Here’s a secret about translation: when you are fluent in two languages, it’s occasionally difficult to notice when your translation sounds awkward or to know how to fix this. Why? Because, in the translator’s mind, the vocabulary choice and linguistic structures of both languages sound “normal” — so a translator will occasionally let the source language influence the target language a little (or a lot) too much.
Sometimes, though, even a fantastic translation might still send the wrong message. This can happen when you or your translator aren’t aware of cultural nuances. For example, maybe the humble tone you use in your resume in Europe would sound “weak” to a U.S. employer, who has been socialized to prefer resumes that make candidates sound assertive and broadly capable. Or maybe your essay’s comments about money or gender roles would be seen as problematic in the West, no matter how expertly translated.
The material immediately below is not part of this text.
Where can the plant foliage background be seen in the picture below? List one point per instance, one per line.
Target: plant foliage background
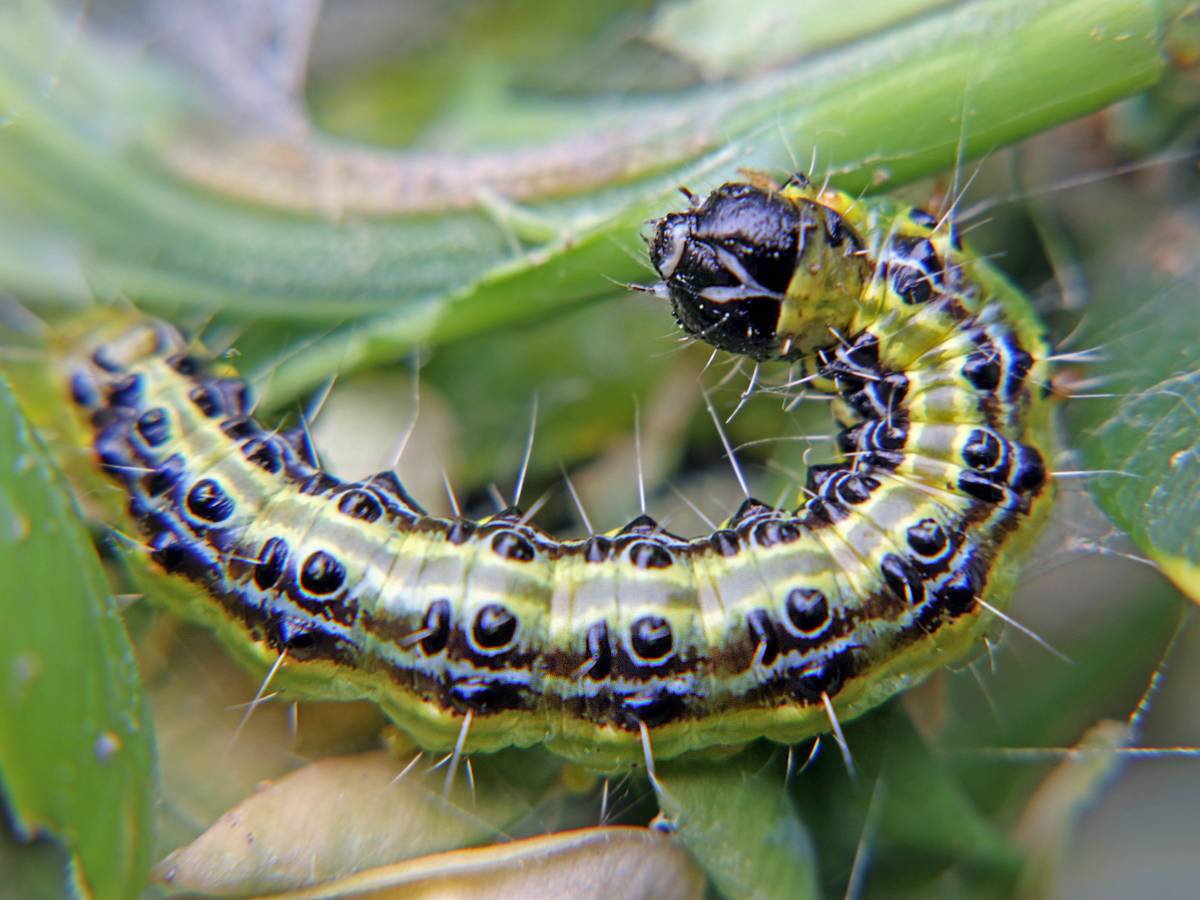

My role as editor, rather than translator, allows me to make your translation or cross-cultural document sound fully “native.” I am a multilingual, native English speaker from the United States with extensive international experience, training in translation, and a background in cultural studies. I have studied Spanish, Portuguese, and Quichua formally, and Mandarin, German, and Polish independently. I have an intuitive sense of “what you’re really trying to say,” no matter your native language — and I can help you say it in a way that truly leaves a good impression on a U.S.-based, English-speaking audience.